On Beşinci Bölüm

3.2K 127 15
                                    

Tesiste idman yoktu ancak takımın çoğu buradaydı. Odamda raporları toparlarken içeriye giren Mert Hakan'a gülümsemiştim.

"N'aber mükemmel doktorum?" Yüzümdeki gülümseme iyice büyümüştü. Ancak şu an saçlarım bu şekilde topluyken beni görmesini de pek istemiyordum.

Kulaklarım çok ortaya çıkıyordu, kendimde barışamadığım bazı özelliklerim vardı.

"İyiyim Mertçiğim sen nasılsın?" "İyiyiiimm." Uzatarak söylediğinde gözüme o kadar tatlı gözükmüştü ki, kocaman adam.

Bir çırpıda yanıma gelip saçlarımı açtığımda ne olduğunu anlayamamıştım.

"Saçların çok güzeller." Ben raporlarla uğraşırken o tek tek saçlarımla oynuyordu. Dikkatim dağılmış mıydı? Evet. Rahatsız mıydım? Hayır.

"Teşekkür ederim Mertçiğim hayırdır bugün İzel'i övme günü falan mı?" dediğim şeye sırıtıyordu. "Trabzonla olan maçımız için şans getirmeni diliyorum."Takım maç için Trabzon'a gitmek için yola çıkacaklardı. İki günlük olacağı için gelmeme gerek olmadığını söylemişlerdi.

"Attığın her şut gol olsun." Dediğim şeye kahkaha atmıştı. "Olsun mu?" Kafamı heyecanla salladım. "Olsun!" Rahatlamam için bana masaj yaptığında kıkırdadım. "Sen bu işi biliyorsun."

"Tabi yavrum ne sandın?" Tabi tabi.

"Kim bilir kimlere kimlere masaj yapmışsındır." Şaşkınlıkla bana bakıyordu.

"Ne?" Bakışına cevaben sorduğum bu soruya gülümseyip yanağını bedenimin arkasında eğilerek benim yanağıma yaslamıştı.

"Kıskançlık sezdim."

"Yoo ne alakası var?" gülüyordu. "Yalan söylemeyi beceremiyorsun İzelciğim."

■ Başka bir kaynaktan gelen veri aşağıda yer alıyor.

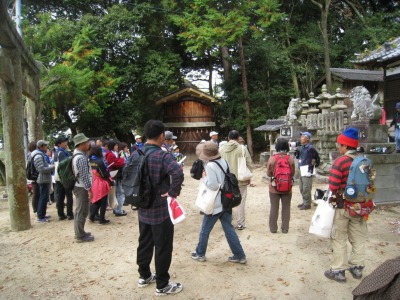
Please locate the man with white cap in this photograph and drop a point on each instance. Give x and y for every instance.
(396, 124)
(168, 142)
(308, 157)
(43, 166)
(83, 187)
(214, 137)
(138, 143)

İçeriye giren Ferdi bizim bu pozisyonumuza gülümsemişti. "Hadi gitmemiz gerek, otobüs kalkacak." Mert Hakan hiç istifini bozmamıştı. Ferdi çıktıktan sonra yanağıma sulu bir öpücük kondurmuştu. "Senin için iki tane atacağım, şans meleğim benim."

Şans meleği miydim? Çok heyecanlanmıştım.

Sera ve Gözde'yle oturuyorduk. Muhteşem bir arkadaş grubu olmuştuk yahu. Gözde'yi de çok seviyordum.

"Bakalım, İzel ve Mert Hakan ne zaman evlenecek?" Gözde'nin dediği şeyle içtiğim çay boğazımda kalmıştı.

"Bizim aramızda bir şey yok ki Gözde?" Sera alttan alta gülümsüyordu. "Nasıl yok kız? Baya birbirinize çok da güzel bir şekilde bakıyordunuz. Yalan mı Sera? Ben mi yanılıyorum?"

Sera da Gözde'yi onaylamıştı.

"Yani... Sevgili değiliz, öyle." Harbiden biz sadece arkadaştık. İnsanlar bizim aramızda bir şey olduğunu düşünmekte haklı mıydı? Belki.

Aramızda bir şey olabilir miydi? Olabilirdi, belki.

Çok fazla belkisi vardı bu işin. Asla kesin bir cevaba ulaşamamıştık.

Neyse ya.

Eren, buluşmak istemişti. Vakit geçiremiyor oluşumuzdan yakınıyordu. "Onunla aranızda bir şey mi var?"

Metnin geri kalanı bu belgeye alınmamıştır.